Dmitry Kozak, the deputy head of the Russian presidential administration responsible for this issue, is ready to include the topics of Donbass and Transnistria in the general package of agreements with the United States and the West on security guarantees. According to Maia Sandu herself, he pointed out to her the possibility of a speedy resolution of the conflict during the first personal meeting in Chisinau. There is also no doubt that it was Kozak who initiated the sudden proposal of Tiraspol to discuss the final settlement of the conflict and the future of relations between the two banks.

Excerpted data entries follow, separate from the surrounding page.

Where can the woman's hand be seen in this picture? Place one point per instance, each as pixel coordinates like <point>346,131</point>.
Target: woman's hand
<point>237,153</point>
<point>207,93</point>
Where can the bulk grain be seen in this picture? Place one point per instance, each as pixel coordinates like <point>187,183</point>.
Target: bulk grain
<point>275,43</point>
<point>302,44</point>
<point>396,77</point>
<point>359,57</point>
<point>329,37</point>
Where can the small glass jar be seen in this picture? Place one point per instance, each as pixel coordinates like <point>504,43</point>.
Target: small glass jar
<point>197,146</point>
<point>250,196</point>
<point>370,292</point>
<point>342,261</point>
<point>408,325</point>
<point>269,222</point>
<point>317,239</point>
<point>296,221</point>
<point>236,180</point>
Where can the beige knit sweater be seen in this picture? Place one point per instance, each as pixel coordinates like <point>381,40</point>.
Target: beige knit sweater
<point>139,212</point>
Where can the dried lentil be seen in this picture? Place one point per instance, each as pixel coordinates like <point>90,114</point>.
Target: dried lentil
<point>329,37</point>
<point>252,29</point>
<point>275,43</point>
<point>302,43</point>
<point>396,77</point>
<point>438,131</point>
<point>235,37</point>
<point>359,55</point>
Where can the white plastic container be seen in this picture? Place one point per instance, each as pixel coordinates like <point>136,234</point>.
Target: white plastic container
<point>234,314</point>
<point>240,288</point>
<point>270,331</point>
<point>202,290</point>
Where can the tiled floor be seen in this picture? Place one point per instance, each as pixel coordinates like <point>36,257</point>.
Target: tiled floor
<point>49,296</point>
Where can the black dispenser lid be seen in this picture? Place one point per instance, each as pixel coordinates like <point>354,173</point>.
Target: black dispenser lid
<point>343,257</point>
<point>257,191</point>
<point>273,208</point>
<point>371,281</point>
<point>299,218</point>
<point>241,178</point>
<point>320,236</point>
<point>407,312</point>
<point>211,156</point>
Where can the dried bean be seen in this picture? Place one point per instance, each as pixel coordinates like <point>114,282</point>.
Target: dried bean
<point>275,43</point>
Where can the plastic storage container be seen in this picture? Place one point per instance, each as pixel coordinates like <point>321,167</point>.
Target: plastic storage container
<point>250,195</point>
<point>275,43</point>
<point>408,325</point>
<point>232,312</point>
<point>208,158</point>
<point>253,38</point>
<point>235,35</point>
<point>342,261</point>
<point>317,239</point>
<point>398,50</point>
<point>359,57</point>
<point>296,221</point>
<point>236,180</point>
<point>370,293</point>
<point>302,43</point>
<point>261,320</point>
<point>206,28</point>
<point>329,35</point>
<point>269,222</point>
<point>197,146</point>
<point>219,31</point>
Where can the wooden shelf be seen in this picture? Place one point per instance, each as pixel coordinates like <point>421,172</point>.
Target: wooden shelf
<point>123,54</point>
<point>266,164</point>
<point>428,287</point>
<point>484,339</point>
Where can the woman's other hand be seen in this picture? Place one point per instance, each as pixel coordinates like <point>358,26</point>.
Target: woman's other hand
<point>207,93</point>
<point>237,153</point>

Still, the country’s leadership stubbornly ignores this diplomatic activity. Maia Sandu categorically refuses to visit Moscow. The post of Deputy Prime Minister for reintegration had remained vacant for a long time, and now it has been received by a staunch supporter of Moldova and Romania unification, who has negative views on the Russian factor. Given Oleg Serebrian’s demands for the withdrawal of Russian troops, Moscow is unlikely to take his appointment optimistically.
Russia now needs the maximum level of trust and professionalism in relations with Moldova in order to master the project to develop a special status of Transnistria. This special status could become not only a prototype for Donbass, but also part of the final agreement on the architecture of pan-European security. There are supporters of such plans not only in Russia, but also in the countries of the European Union.
However, Chisinau is in no hurry to get on these rails and is “stalling” the process so far. For example, the requirement to first withdraw troops and weapons, then discuss changing the format of the peacekeeping mission and only then proceed to a final settlement that will not provide for the Russian presence in any capacity.
Such a defeatist deal clearly cannot suit Moscow, which forces it to look for ways to influence Chisinau. One of the typical steps was the ban announced yesterday on the import of live poultry, poultry meat and eggs to Russia from Moldova. Formally, the ban is explained by an outbreak of avian influenza in the northern regions of Moldova. However, such outbreaks are regularly recorded on the European continent and do not always become a reason for Rosselkhoznadzor sanctions. Moreover, our specialized agency has already taken control of the situation.
Apparently, our country is waiting for a number of painful blows from the Russian direction. Chisinau, afraid of political negotiations and not seeking to unite with Transnistria in an emergency mode and under “Kremlin supervision”, is not to be envied here, since Moscow clearly intends to ensure Moldovan territorial integrity according to its vision and is not going to retreat from its plans yet.
The authorities will obviously try to block or at least delay these negotiations for as long as possible. But if a potential deal turns out to be beneficial for Washington and Brussels, the situation will become a stalemate for Moldova. Moreover, Kyiv, despite US pressure, diligently avoids the implementation of the “Minsk agreements”, which makes the Transnistrian issue (considered to be much easier to solve than any territorial conflict in Europe) even more “attractive” for Moscow.